Procedural generation is the headline addition of UE5.2, as showcased through the Electric Dreams demo back in March. If you recall, the spaces featured in the original Unreal Engine 5 reveal with Lumen in the Land of Nanite and Valley of the Ancient were built in a very particular way. Artists manually placed and arranged each and every bit of the environment from prefabricated assets, often spending time copying-and-pasting these assets with rotation and scale changes to make the sparsely populated rocky environments found in these demos. While this technique can be an effective way to build smaller-scale projects like these reveals, this kind of “kit bashing” as it’s called is perhaps impractical for a real video game production. It takes plenty of manual labour and is limiting on the engine side too, as the wasteful overlapping of many meshes tanks performance for hardware-accelerated Lumen ray tracing.

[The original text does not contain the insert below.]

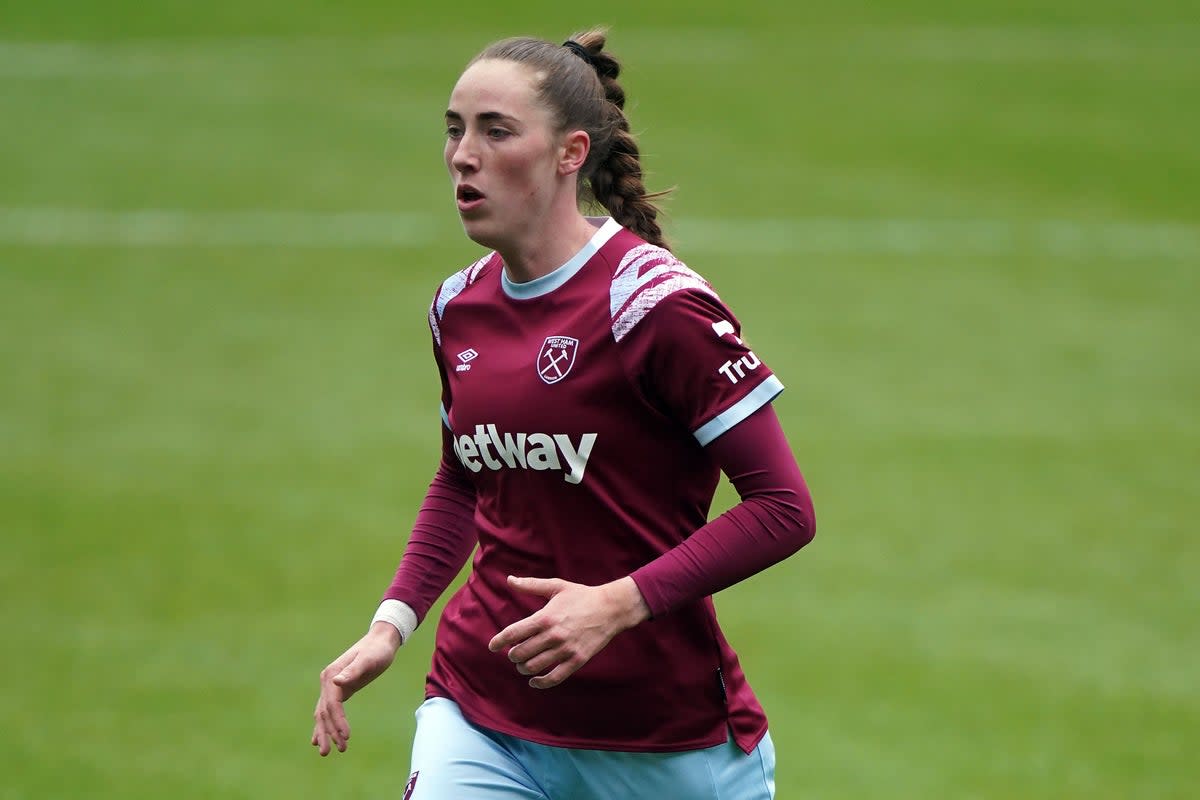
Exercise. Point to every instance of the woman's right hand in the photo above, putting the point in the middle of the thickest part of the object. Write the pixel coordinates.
(365, 661)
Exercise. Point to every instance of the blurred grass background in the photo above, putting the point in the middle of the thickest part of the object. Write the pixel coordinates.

In the later Matrix Awakens demo, Epic showcased a procedural tool to populate urban environments, but with 5.2 they’ve released another system for natural outdoor environments, like the one seen in the Electric Dreams demo. Here, Nanite is used not only for opaque objects like rocks, but also for objects like leaves and bushes that use alpha-masked transparencies. Based upon my first contact with the demo and in the editor itself, this technique seems effective in generating convincing high-quality environments from a limited number of assets and little artist intervention. This should make it easier to populate large worlds with a convincing amount of detail, with Nanite supplying the requisite detail.